Nancy must use her know-how and limited resources to outsmart the ultimate summer antagonist in The Shallows
Besides Collet-Serra, the obvious star of The Shallows is Lively who, despite having a few other actors to play off of, largely goes at this one alone. In coming to this realization it becomes more and more obvious as the film moves along just how good Lively actually is. That she is first and foremost able to make us care about this individual without thinking of her as an idiot for so obviously walking into what is clearly a bad idea of a situation, but that she is also as resourceful as she is and that she is able to convey that aforementioned mindset convincingly and ultimately evacuate it due in part to the experience she goes through in this brief slice of her life where we get to know her leaves nothing short of a solid impression. It should also be noted that Lively gets her own "Wilson" of sorts in Steven "Sully" Seagull with the best part being that we actually come to care about the injured bird as well.
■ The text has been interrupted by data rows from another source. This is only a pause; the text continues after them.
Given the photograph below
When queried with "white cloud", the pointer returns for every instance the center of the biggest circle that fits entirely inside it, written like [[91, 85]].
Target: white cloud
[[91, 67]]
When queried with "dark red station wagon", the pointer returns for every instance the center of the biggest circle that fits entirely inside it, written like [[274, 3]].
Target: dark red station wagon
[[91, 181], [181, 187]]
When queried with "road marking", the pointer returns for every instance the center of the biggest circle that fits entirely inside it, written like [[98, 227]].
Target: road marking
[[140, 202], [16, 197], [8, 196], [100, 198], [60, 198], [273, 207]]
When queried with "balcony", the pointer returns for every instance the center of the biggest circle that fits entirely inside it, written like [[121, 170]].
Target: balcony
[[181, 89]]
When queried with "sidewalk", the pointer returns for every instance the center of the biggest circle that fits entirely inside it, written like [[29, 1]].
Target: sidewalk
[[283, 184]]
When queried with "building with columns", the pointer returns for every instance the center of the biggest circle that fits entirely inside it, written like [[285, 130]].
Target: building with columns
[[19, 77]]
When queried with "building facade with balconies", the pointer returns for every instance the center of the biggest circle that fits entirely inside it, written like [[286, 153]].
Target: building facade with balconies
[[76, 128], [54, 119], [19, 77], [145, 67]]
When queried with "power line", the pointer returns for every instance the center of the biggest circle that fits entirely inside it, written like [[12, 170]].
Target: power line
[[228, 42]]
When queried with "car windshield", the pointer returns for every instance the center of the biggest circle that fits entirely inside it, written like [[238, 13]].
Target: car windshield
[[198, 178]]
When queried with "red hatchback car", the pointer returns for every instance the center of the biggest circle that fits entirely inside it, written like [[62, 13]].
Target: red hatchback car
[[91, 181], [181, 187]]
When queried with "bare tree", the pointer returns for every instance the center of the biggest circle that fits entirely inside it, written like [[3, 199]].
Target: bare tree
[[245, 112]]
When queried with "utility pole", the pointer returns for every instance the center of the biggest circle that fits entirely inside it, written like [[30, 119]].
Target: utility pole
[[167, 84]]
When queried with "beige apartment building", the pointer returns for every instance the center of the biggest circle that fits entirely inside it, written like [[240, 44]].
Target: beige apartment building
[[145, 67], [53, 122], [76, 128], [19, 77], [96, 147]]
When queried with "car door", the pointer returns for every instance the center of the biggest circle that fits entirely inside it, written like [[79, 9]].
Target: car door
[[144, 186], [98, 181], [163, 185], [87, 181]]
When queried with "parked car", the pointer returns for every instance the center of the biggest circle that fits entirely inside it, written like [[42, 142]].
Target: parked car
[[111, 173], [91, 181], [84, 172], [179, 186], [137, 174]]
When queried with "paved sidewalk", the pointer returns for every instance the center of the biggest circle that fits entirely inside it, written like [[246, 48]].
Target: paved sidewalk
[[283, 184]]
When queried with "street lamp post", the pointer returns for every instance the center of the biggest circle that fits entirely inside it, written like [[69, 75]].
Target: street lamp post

There are moments of real anxiety where we wonder not only if Nancy is going to be able to defy what looks to be a dead end situation, but also where it looks like Sully is going to meet his maker as well and while what happens will be left up in the air in this review it is the fact that Lively in her interactions with the bird and Collet-Serra in his ability to make us bite our nails over the fate of both characters are skills not everyone has and The Shallows exploits these keen abilities to balance the schlock and the sincere satisfaction. Still, it is Lively's performance as the relentless Nancy that allows us into this world and to be the centerpiece on which Collet-Serra hangs all of his neat tricks and fancy camerawork. Collet-Serra could have all the cunning and skillful tricks in the world to make a campy, fun thriller, but to make it plausible and worth instilling some measure of our emotional investment in it takes a performer who can take that material the extra mile and Lively demonstrates she has the ability to do so here by not allowing the shark (which is what will attract most summer movie-goers to this smaller fare) to be the main attraction, but rather the character arc of Nancy and the question of if she will make it or not. The Shallows doesn't offer much beyond its basic premise, but it does what it sets out to do in an exceptional fashion and when you're talking about shark movies that is saying something.